Actually, on balance, probably the largest threat to peace in the world today comes from the merging of church and state in countries like that. And, although I am not saying that we would resort to things like human sacrifices, to some degree the same types of things could happen here in our country as well. How could this happen? To paraphrase Congressman Ron Paul, even if you agree with the ideas and dictates of our government, some day different people will be in charge and will use government for their own agendas. So the wisdom of the constitution is that it keeps government out of these issues altogether, regardless of who is in charge.

Of course, that is not at all to say that the values of religion should not have an influence in government. Our great country was founded in many ways upon Christian values, and the concept of us publicly being “One Nation Under God,” and having “In God We Trust” on our currency, etc., should be recognized and supported. Those mottoes display that we have important religious values.

But if the message on our currency instead were to be “In Jesus We Trust,” or “In The Buddha We Trust,” etc., this would and should be a constitutional violation, and must be avoided. Why? Because then our government would be favoring one religion over another. The Obamas’ holiday card implicitly recognizes that fact.

Yes, Christmas is a national holiday, and, yes, Jesus’ name is certainly an important part of the title of that meaningful day of celebration and reflection. But although the mottoes we use show that we are a country of Christian values, they do not mean that we are actually a Christian nation. That can be a subtle distinction, but it is enormously important. Otherwise we could not be a nation with religious freedom!

The second reason for the separation is that we want to protect religion from the influence of government. Several years ago, my wife and I took a wonderful trip to Turkey.

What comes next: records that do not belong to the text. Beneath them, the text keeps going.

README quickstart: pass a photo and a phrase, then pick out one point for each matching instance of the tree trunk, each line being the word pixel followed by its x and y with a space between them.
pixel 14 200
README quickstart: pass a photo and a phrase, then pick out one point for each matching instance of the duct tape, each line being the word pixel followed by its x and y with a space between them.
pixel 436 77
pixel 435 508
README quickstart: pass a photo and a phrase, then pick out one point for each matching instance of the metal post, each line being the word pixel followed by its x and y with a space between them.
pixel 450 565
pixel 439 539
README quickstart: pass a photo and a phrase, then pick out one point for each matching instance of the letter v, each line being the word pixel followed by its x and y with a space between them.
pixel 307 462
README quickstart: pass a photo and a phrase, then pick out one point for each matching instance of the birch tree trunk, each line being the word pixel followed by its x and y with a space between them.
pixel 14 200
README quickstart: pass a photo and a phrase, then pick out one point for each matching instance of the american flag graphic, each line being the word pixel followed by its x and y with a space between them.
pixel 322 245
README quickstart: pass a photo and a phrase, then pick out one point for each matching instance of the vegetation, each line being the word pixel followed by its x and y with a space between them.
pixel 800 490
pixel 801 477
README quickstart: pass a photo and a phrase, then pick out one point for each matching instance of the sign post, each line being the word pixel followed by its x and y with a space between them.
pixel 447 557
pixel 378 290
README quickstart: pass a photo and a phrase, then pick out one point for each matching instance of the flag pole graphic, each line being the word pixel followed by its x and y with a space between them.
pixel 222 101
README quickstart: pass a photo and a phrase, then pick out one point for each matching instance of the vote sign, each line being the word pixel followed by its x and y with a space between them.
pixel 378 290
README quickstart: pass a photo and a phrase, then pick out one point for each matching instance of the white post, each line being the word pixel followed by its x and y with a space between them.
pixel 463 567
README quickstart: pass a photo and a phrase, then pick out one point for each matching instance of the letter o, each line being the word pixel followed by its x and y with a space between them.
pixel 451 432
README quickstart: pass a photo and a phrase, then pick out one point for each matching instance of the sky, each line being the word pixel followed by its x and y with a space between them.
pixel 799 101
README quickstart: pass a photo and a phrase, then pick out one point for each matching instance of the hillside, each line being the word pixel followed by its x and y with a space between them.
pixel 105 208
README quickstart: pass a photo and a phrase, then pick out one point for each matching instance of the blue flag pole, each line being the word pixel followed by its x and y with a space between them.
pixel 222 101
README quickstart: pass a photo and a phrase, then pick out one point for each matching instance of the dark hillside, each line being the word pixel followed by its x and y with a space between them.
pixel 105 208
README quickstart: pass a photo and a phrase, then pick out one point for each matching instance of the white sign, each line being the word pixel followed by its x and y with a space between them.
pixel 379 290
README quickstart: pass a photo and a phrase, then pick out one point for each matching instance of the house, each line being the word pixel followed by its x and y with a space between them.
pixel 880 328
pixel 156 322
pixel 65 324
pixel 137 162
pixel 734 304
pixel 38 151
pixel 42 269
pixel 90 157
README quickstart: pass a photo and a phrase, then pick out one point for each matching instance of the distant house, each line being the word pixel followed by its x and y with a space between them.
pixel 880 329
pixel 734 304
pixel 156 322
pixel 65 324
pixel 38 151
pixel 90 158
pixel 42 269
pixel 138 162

While we were there, we learned that the Turkish government actually pays the salaries of the Muslim imams. When we asked why this was done, we were told that this was the best way for the government to keep track of what these religious leaders were doing, and to “keep the lid on.”

Actually this is quite an effective tool that the Turkish government is using, but I hope you can see that it can be truly corruptive and controlling for the religions involved.

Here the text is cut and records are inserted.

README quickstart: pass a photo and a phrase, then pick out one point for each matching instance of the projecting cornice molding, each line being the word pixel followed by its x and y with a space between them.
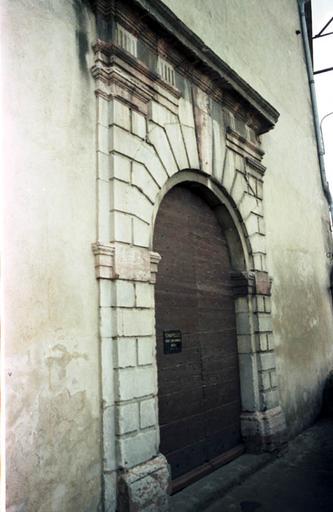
pixel 165 34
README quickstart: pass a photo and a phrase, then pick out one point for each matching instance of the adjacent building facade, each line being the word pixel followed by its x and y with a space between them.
pixel 166 269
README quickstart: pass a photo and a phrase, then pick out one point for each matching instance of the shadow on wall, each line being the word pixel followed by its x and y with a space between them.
pixel 327 409
pixel 81 15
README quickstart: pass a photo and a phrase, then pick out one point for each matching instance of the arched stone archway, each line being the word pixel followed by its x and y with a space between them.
pixel 151 136
pixel 196 344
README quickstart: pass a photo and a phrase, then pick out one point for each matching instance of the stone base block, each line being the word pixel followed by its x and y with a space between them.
pixel 264 430
pixel 145 488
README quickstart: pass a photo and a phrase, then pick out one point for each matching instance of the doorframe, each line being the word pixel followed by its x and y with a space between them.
pixel 263 424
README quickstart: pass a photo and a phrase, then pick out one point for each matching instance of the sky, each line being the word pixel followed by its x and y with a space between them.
pixel 322 12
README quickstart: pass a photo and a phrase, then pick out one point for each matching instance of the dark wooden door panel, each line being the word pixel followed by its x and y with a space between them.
pixel 199 397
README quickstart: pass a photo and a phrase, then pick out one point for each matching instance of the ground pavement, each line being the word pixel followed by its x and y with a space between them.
pixel 300 480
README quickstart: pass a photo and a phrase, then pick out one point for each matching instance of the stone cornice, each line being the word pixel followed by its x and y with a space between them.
pixel 165 35
pixel 214 65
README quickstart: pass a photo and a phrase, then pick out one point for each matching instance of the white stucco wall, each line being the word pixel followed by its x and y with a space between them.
pixel 50 312
pixel 258 40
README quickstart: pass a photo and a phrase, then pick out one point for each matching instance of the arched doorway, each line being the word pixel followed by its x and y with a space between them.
pixel 197 359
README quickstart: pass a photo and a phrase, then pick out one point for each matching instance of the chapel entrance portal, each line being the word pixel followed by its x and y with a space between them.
pixel 198 376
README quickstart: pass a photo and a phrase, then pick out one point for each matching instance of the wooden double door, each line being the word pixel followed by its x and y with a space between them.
pixel 198 376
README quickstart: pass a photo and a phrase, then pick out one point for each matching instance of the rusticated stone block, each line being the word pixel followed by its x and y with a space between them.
pixel 145 487
pixel 263 283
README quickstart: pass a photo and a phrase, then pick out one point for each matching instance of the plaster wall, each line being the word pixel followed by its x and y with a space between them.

Why? Because whenever government becomes involved in anything, it almost unfailingly works to control it.

So the best way to protect the freedom of religion is to have the government scrupulously kept away.

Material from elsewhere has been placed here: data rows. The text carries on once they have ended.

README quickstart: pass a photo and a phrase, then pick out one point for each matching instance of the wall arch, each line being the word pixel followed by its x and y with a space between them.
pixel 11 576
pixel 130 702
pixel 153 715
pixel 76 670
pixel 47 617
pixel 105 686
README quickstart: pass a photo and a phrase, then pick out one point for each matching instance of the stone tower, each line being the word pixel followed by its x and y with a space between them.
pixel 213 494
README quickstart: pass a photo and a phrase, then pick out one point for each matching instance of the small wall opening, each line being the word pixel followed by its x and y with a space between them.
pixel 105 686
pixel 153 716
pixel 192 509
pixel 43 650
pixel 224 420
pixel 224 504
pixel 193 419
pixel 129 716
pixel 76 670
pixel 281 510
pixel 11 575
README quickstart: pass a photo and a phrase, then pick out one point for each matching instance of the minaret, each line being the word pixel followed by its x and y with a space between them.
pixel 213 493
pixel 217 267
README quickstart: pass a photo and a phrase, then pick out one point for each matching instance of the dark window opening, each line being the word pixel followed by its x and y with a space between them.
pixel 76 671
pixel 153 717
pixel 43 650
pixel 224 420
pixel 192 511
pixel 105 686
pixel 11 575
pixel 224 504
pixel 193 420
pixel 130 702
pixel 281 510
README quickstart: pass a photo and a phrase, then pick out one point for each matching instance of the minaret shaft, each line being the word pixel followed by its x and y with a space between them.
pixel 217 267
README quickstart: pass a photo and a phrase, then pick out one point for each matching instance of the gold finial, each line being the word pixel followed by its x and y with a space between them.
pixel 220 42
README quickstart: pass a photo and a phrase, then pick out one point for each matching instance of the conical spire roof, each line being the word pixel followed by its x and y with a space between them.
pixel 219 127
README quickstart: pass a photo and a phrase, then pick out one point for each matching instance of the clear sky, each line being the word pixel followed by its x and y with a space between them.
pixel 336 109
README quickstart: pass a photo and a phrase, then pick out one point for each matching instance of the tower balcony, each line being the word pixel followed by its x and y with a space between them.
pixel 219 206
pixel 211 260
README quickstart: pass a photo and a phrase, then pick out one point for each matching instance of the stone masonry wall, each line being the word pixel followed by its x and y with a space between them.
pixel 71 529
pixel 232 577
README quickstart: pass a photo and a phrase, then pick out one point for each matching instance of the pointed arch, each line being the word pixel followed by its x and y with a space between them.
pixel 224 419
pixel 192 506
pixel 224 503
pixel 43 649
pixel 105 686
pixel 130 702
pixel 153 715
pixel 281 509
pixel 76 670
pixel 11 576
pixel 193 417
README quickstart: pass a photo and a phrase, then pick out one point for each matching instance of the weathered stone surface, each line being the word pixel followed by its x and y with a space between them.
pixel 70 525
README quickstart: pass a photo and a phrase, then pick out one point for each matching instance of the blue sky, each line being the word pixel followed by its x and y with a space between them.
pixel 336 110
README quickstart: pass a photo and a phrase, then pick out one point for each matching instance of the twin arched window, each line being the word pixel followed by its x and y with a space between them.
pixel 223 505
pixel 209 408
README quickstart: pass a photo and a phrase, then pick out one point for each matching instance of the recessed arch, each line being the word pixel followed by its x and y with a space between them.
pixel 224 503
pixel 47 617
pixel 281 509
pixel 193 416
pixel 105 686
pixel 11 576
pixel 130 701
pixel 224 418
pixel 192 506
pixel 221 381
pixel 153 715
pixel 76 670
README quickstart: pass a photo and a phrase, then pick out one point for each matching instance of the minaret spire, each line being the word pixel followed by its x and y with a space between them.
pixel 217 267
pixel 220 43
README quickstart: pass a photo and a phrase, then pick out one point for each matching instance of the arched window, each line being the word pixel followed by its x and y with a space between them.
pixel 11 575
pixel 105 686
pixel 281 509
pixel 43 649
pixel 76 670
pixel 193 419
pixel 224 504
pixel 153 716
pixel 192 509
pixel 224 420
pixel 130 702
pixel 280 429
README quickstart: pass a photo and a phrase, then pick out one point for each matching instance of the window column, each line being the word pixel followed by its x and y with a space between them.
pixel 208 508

Our country would face similar issues by allowing our government to funnel money to do charitable work through religious organizations.

This practice has been suggested both by President George W. Bush and by Obama. But this would be dangerous, because if we allow government to fund religions in any way, government will soon be in a position to control those religions.

Nevertheless, Frank, none of this means that you or I as private citizens cannot and should not wish other people a Merry Christmas. In fact, when I hear Christians wishing other Christians a “Happy Holidays,” I commonly respond that it is OK to wish people a Merry Christmas. And it is.

So may I take this opportunity to wish each of my fellow Christians a truly Merry Christmas.

And for those of you of different religious beliefs, I wish you a Merry Spirit of Christmas.